Five Years After Surgery, Face Transplant Recipients Experience Significant Improvements

Five Years After Surgery, Face Transplant Recipients Experience Significant Improvements

A five-year follow-up of six face transplant patients has found significant improvements in their sensory and motor functions, along with reported improvements to their quality of life.

Much progress has been made since the first partial face transplant was performed at a French hospital in 2005. This cutting-edge procedure offers a much-needed option for individuals with severe facial disfigurements, typically the result of traumatic injuries. The operation involves the transfer of facial structures from a recently deceased human donor to a patient in need.

Crucially, these surgeries offer more than just a cosmetic fix — they’re integral to improving a patient’s physical health and psychological well-being.

The Plastic Surgery Transplantation program at Brigham and Women’s Hospital in Boston is a world leader in this area, having completed six face transplants — four full and two partial — within the last five years. These six individuals represent the largest sample of patients to have undergone the procedure in the United States.

A five-year followup to assess their progress and flag any ongoing issues was published earlier this week in the New England Journal of Medicine.

“We are moving beyond the point of asking whether a patient in need will survive receiving a face transplant — we have seen that we can do this safely,” said Bo Pomahac, a co-author of the paper and the principal investigator for the program at Brigham and Women’s Hospital, in a release from the medical centre.

“We are now asking — can we quantify how much our patients benefit, and what challenges do we need to work on?”

As the followup showed, the procedure is working about as well as can be expected given its nascent state of development.

Facial motor function “improved both during and after the first year after transplantation,” noted the authors in the report. The patients attained, on average, about 60 per cent of their maximum motor function by the five-year point.

The team also observed “significant improvement” in their patients’ ability to discern hot from cold and to sense pressure within the first year following their transplant.

“In our previous studies, we reported that patients can speak better, eat better, breathe better. These aspects are important as well,” said Pomahac.

“Here, we report that the return of motor function is in line with what you would see if you reconnected a severed nerve, and that sensory function appears to improve to near normal. Face transplants have given these patients enough functionality to be able to socially reintegrate in a way that would not have been possible before.”

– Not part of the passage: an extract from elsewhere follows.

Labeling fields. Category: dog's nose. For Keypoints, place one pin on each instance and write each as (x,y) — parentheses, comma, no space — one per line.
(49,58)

Importantly, the “patients’ self-reported quality of life,” the author wrote, “trended toward improvement.” There was also a “trending decrease” seen in standard measures of depression, “indicating lower risk of a clinical depression episode”.

That said, the patients still face a tremendous burden in terms of the medications required to keep rejection at bay. Facial transplants “require the patient to make a lifetime commitment to taking medications that suppress the body’s immune system,” according to a Brighman Hospital information page.

Unfortunately, rejection bouts were common, with each patient having to endure between two and seven serious episodes.

The immunosuppressants used to prevent rejection can often lead to undesirable side-effects, but the good news is that these six patients did not experience new cases of diabetes, hypertension or blood disorders, except one patient who was diagnosed with hypertension two-and-a-half years after the surgery.

“It is important to realise how young the field of face transplantation really is,” said co-senior author Leonardo Riella in the release.

“While we had used knowledge gained from other solid organ transplants, the face transplant is a complex structure that includes one of the most immunologically challenging tissues of all: The skin. While we have witnessed great success so far, the challenges to minimise immunosuppression toxicity and reduce rejection rates continue.”

So all-in-all, a very encouraging five-year report. There’s still plenty of room for improvement, but this pioneering procedure is quickly maturing into a safe, effective and viable option.